De-cluttering the card
This year I made my own postcards. Now, when I say that in the context of this Fest, it’s like saying I built my own house, and then showing you a cardboard box with some holes I punched in it. People in the Postcard Fest set the bar high—there are some real artists in this group, for whom the postcard itself is at least as important as the poem they write on it. Some of them construct elaborate works of art, everything from collages to hand-drawn sketches to prints of their own paintings, write poems on the back, and mail them out. I’m not that much of a visual artist; the postcard, for me, is really just a poem-delivery system. In past years I bought touristy cards at local shops; one year, I got a big stack of them from a brewery. But I was often frustrated by how little room there was on them for a poem; with all the photo-captioning and copyright gobbledygook, there was only about a three-inch-square space to write in, sometimes less. This real-estate issue is part of the Postcard Fest challenge, but to me, it was annoying.

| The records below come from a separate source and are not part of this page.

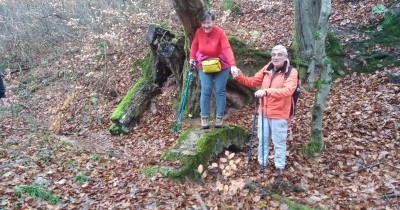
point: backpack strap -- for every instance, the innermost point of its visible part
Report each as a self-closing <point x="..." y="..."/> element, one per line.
<point x="288" y="73"/>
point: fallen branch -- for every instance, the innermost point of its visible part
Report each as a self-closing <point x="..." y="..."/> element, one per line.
<point x="391" y="195"/>
<point x="202" y="204"/>
<point x="392" y="166"/>
<point x="358" y="170"/>
<point x="23" y="129"/>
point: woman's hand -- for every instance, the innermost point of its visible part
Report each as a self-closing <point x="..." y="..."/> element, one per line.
<point x="260" y="93"/>
<point x="235" y="71"/>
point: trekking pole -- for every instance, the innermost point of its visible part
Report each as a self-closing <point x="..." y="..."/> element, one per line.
<point x="252" y="130"/>
<point x="262" y="134"/>
<point x="181" y="109"/>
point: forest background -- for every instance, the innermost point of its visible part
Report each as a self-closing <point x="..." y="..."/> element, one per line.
<point x="67" y="65"/>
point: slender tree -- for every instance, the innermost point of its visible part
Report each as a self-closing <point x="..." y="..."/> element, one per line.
<point x="311" y="17"/>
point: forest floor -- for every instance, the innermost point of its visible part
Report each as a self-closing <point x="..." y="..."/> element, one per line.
<point x="54" y="134"/>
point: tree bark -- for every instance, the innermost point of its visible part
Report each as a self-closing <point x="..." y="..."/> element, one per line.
<point x="306" y="18"/>
<point x="311" y="30"/>
<point x="189" y="12"/>
<point x="326" y="75"/>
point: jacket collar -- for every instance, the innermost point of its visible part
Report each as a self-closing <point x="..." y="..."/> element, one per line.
<point x="283" y="69"/>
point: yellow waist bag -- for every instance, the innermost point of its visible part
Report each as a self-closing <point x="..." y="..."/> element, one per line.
<point x="211" y="65"/>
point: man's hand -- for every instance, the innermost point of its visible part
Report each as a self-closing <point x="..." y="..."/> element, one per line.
<point x="235" y="71"/>
<point x="260" y="93"/>
<point x="192" y="63"/>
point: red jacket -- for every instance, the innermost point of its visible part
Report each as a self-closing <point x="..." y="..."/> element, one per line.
<point x="212" y="45"/>
<point x="278" y="100"/>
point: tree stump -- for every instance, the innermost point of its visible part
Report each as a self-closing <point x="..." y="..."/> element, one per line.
<point x="197" y="146"/>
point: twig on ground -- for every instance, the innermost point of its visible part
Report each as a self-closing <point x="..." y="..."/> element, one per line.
<point x="391" y="195"/>
<point x="202" y="204"/>
<point x="23" y="129"/>
<point x="358" y="170"/>
<point x="11" y="165"/>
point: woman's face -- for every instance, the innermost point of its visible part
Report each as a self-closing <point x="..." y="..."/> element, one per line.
<point x="207" y="25"/>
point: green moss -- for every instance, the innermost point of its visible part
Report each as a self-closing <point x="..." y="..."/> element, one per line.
<point x="208" y="144"/>
<point x="390" y="30"/>
<point x="119" y="111"/>
<point x="115" y="129"/>
<point x="37" y="191"/>
<point x="152" y="171"/>
<point x="164" y="171"/>
<point x="232" y="6"/>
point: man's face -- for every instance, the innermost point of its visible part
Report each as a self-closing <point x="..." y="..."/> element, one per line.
<point x="278" y="58"/>
<point x="207" y="25"/>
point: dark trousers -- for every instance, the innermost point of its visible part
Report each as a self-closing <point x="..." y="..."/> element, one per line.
<point x="2" y="88"/>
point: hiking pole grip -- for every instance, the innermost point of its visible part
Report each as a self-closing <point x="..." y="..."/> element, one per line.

So this year I decided to just make my own damn postcards—that way, I could leave a consistently generous space for poem-writing. And I’d just been looking at the Vistaprint site, pricing out some business cards, and I saw they print (among a zillion other things**) postcards at a really good price. I didn’t overthink it; I just found a few photos that I took last summer of various artsy/natural things, and I chose one with a hornet nest that I always liked. I made a PDF of the photo in Photoshop, laid out the back side of the postcard in InDesign and made a PDF out of that (with a big white space for poems), uploaded it, and ordered 50 of them for about $15. The whole process took maybe a half-hour. The package of postcards arrived a few days later, and they looked great—glossy and professional quality, pretty much like what you’d buy in a gift shop. And there was enough room to write about a 14-line poem on the back.

Baking by the batch
Another thing I did differently this year—and this broke the rules a little—was that I wrote the poems in batches. The guidelines for the Fest encourage people to write a poem every day…because it’s, you know, a poem-a-day marathon. And that’s usually great—I love the discipline of this and other marathons like NaPoWriMo and Tupelo Press’ 30/30 Project, and I rely on them to generate a lot of new poems in a short time. But during this Fest I discovered something interesting: I seemed to write better poems when I wrote them in batches.

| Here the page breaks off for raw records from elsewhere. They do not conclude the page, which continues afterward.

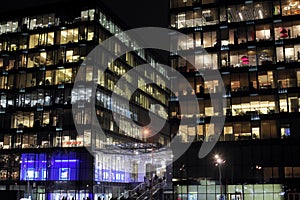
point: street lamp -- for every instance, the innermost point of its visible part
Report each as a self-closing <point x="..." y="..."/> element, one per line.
<point x="218" y="162"/>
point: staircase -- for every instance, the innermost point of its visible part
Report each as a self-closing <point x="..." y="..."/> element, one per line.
<point x="140" y="192"/>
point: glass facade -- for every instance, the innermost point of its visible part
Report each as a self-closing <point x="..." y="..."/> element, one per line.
<point x="41" y="52"/>
<point x="255" y="47"/>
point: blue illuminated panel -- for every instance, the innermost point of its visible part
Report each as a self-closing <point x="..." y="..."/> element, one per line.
<point x="58" y="168"/>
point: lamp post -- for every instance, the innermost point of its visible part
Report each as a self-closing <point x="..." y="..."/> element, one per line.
<point x="218" y="162"/>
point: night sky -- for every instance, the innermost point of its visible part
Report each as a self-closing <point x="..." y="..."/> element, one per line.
<point x="134" y="13"/>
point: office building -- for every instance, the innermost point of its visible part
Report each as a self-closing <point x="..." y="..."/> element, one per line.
<point x="42" y="153"/>
<point x="255" y="46"/>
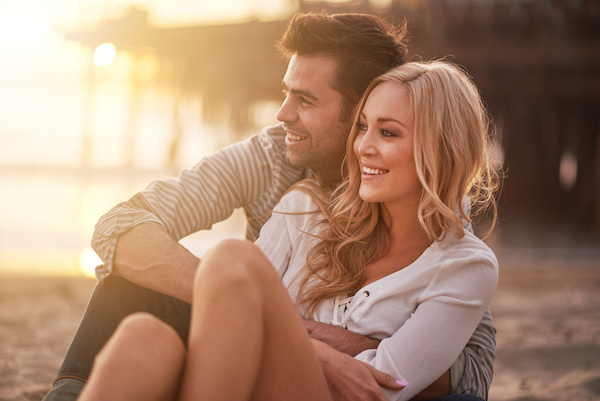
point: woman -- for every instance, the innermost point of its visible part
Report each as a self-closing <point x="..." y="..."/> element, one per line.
<point x="385" y="256"/>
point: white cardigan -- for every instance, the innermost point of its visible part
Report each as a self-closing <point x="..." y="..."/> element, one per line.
<point x="424" y="313"/>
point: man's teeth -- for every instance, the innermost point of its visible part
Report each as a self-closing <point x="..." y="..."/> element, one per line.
<point x="293" y="137"/>
<point x="373" y="171"/>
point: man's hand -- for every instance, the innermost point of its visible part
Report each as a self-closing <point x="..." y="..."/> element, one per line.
<point x="341" y="339"/>
<point x="352" y="344"/>
<point x="148" y="256"/>
<point x="350" y="379"/>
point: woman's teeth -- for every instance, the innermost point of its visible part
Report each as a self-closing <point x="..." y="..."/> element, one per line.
<point x="293" y="137"/>
<point x="373" y="171"/>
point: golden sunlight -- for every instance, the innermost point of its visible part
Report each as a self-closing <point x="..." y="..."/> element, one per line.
<point x="104" y="54"/>
<point x="88" y="260"/>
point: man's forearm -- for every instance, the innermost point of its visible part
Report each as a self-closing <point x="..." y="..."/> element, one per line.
<point x="148" y="256"/>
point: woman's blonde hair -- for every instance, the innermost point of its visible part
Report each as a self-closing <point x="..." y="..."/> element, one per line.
<point x="452" y="134"/>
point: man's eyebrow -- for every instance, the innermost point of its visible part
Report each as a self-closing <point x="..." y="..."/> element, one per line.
<point x="300" y="92"/>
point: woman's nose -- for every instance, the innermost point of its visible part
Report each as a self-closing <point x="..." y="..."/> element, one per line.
<point x="364" y="144"/>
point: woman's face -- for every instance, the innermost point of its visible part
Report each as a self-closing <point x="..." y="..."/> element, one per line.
<point x="384" y="147"/>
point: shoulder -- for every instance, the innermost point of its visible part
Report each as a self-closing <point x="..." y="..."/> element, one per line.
<point x="298" y="199"/>
<point x="469" y="260"/>
<point x="466" y="248"/>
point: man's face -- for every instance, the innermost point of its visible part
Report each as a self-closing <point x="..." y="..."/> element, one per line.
<point x="312" y="116"/>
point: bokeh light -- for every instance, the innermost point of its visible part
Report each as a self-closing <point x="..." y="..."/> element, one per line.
<point x="104" y="54"/>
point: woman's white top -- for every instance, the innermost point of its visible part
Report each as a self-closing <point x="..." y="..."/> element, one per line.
<point x="424" y="313"/>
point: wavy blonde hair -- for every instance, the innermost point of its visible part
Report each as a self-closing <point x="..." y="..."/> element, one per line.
<point x="452" y="134"/>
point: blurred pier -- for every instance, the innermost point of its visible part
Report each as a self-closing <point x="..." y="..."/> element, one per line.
<point x="536" y="62"/>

I stumbled across this by accident, right at the start. The guidelines suggested that we write three poems a few days before August 1st and send them out so our first few recipients would start receiving poems at the beginning of August. So I sat down on about July 27th to write three poems and get things started. The first poem—cold start, sputter, cough—took a long time to form in my head, and it came out a little wooden. It wasn’t really a keeper, but that’s OK—the Fest is all about generating first drafts. But the second poem, to my surprise, was better; my poetry engine was warmed up, and the poem slipped out easily and was a lot more interesting. And so was poem #3—it ranged farther off leash and had more natural energy to it than that first, stage-frightened poem. Okay, I thought…maybe writing only one is not the best way to do this. And because postcard poems have to be short enough to fit on the card, writing a batch of them didn’t seem too daunting.

So all through the month, I wrote poems about every three days instead of every day, always in batches. The jury’s out on whether these poems are any better than in years past; I haven’t typed them all up yet (I made photocopies of all the cards I sent), and I’m not even sure what I’ve got there. But I know that I felt excited about some of them, perhaps more than usual. And the “batching” definitely made this marathon feel easier than it usually does—I never got that grumbly-teenager feeling of not wanting to sit down and write. Or if I did, I just didn’t write that night, and wrote an extra poem the next time around. And I had a lot of fun with these poems; somehow, writing batches of them took the pressure off each one. If a couple were duds, maybe others in the batch would come out better. And then I had a couple days off to recharge.

Unexpected conversations
This year I tried to write some poems with a common theme, mixing mythology with cars I’ve known and owned, along with found poems that mashed up car-related public documents in a sort of word blender. I don’t know yet if those poems will ever amount to anything; I have to think more about the structure of that sequence.

But you never know how a series of poems will end up playing off each other, or off other poems that don’t seem related. Last year I wrote a bunch of postcard poems with images of the Rogue River, based on a rafting trip I took when the Rogue Valley was choked with forest-fire smoke. Later I wove several of those poems together with another sequence of poems I’d been working on, and found that they spoke to each other in a way I hadn’t expected, different voices in a conversation I didn’t know my subconscious was having. I made them into a chapbook manuscript called I Am on a River and Cannot Answer, which the wonderful BOAAT Press will be publishing next month as a downloadable PDF book. More on that in a future post.

To find out more about the August Postcard Poetry Fest, visit its web page here.
           
           






* One day, yes, I will blog about being a lifelong stamp collector. For now, I’ll just mention that on an episode of The Simpsons, the family’s house was about to burn down, and Lisa went running back to it, yelling “My stamp collection!” The rest of the family stood in silence for a moment, then they all burst out laughing, even Homer. Philatelists—our coolness has not been discovered yet.

** Including phone cases, coffee mugs and…pillows?